If we really were ever going to use 50 +1, we'd have a public option no question. We'd have been using it as a threat all along, "Keep the PO in the bill and keep it strong, or else we're going to do this without you"
The dems have no balls. They're impotent on the world stage, and it's embarrassing.
They *could* use reconciliation, but my point is they won't. And this might be our last best chance at getting anything at all.
Nothing would get passed. The dems don't care about a humiliating failure for Obama or themselves. They'd* never go along with reconciliation. They'll just move on and hope the public forgets, like they always do. They'd say "we got closer to a vote than ever before, that's a victory, and we're going to try this again soon" and then promptly shut up about it forever.

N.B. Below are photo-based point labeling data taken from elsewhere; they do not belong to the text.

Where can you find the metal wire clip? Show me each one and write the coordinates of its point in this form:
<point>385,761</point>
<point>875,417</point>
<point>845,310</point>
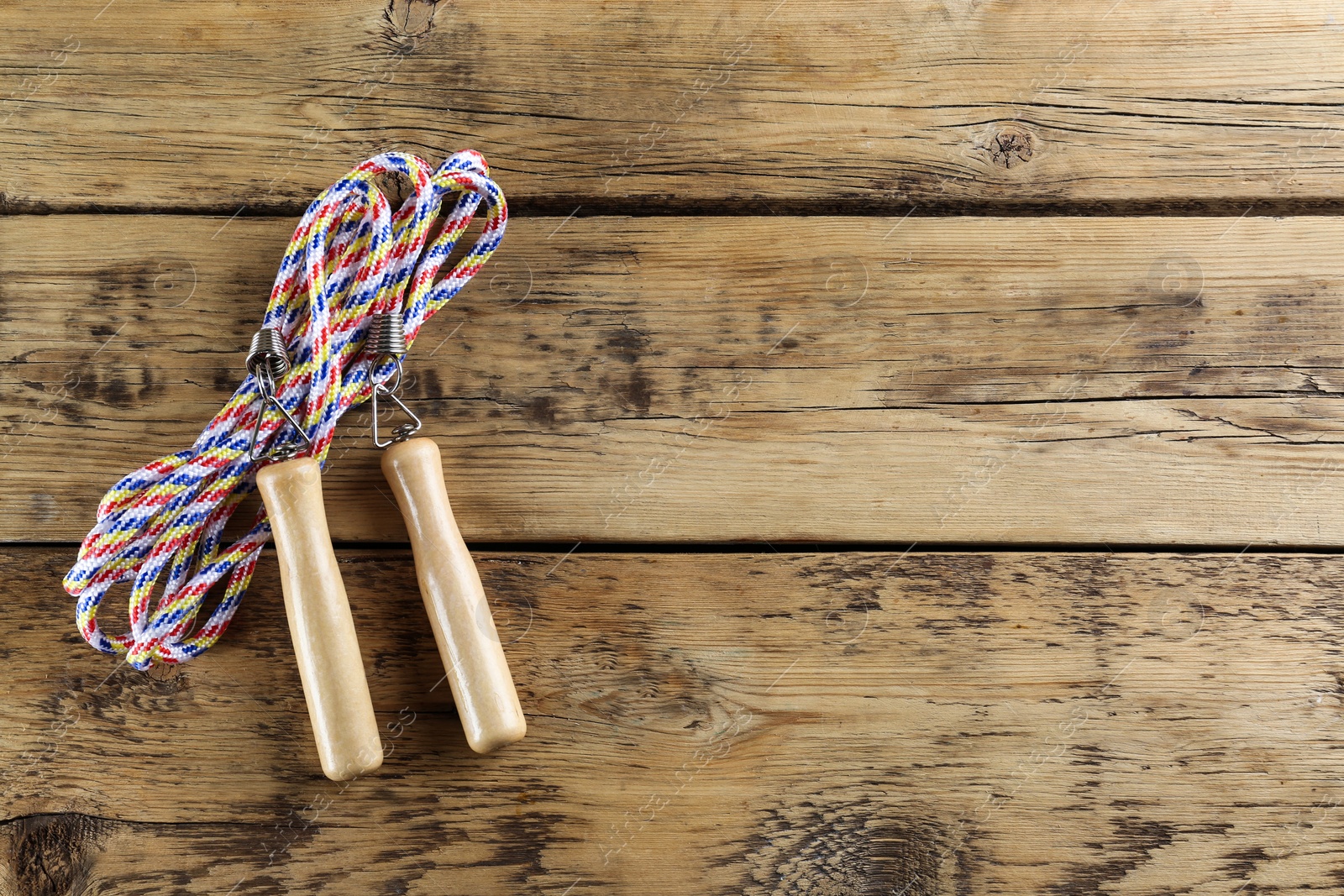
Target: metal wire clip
<point>269,362</point>
<point>387,338</point>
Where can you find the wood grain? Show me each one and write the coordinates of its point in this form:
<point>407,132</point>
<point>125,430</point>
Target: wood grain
<point>971,379</point>
<point>725,723</point>
<point>217,105</point>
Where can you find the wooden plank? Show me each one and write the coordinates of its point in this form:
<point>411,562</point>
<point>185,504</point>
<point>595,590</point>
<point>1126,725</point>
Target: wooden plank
<point>971,723</point>
<point>1135,380</point>
<point>215,103</point>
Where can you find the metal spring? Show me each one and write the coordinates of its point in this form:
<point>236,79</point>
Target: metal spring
<point>268,355</point>
<point>386,338</point>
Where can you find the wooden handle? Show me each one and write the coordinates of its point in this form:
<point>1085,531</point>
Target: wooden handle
<point>320,622</point>
<point>459,613</point>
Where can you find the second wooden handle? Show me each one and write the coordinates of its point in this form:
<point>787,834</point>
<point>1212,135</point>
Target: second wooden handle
<point>450,586</point>
<point>320,621</point>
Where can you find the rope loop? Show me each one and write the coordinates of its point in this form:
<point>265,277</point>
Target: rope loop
<point>351,257</point>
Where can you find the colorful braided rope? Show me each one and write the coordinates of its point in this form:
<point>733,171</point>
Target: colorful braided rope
<point>351,257</point>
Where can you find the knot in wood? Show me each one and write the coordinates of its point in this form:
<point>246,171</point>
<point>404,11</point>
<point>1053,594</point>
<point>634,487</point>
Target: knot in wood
<point>1011,147</point>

The only hope now is to get this crappy bill. Then we'll have agreed in principal on a bill to fix health care. Then when it doesn't work, we can fight with the argument "We did a bill, and it's not working because of X Y AND Z. Now to fix the bill we need to do those things". Instead of arguing for the exitance of a bill from scratch all over again
When you've got a bill, and can say it's wasting money in X Y and Z ways, that's a stronger argument. Because you can say that we're spending money that is a waste so why not change how we're spending it? If you're not spending money on reform at all to start with, they can argue just never to start at all
*I am not going to derail the thread, but I personally believe the solution is to eliminate the senate entirely. I know why it exists, and it's supposed purpose. I'm a student of American History. It was not even supposed to be a popularly elected office in the first place. And it no longer has a reason to exist. Sorry, Nebraka does not deserve a voice equal in power with that of California, regardless of what body of congress we're talking about.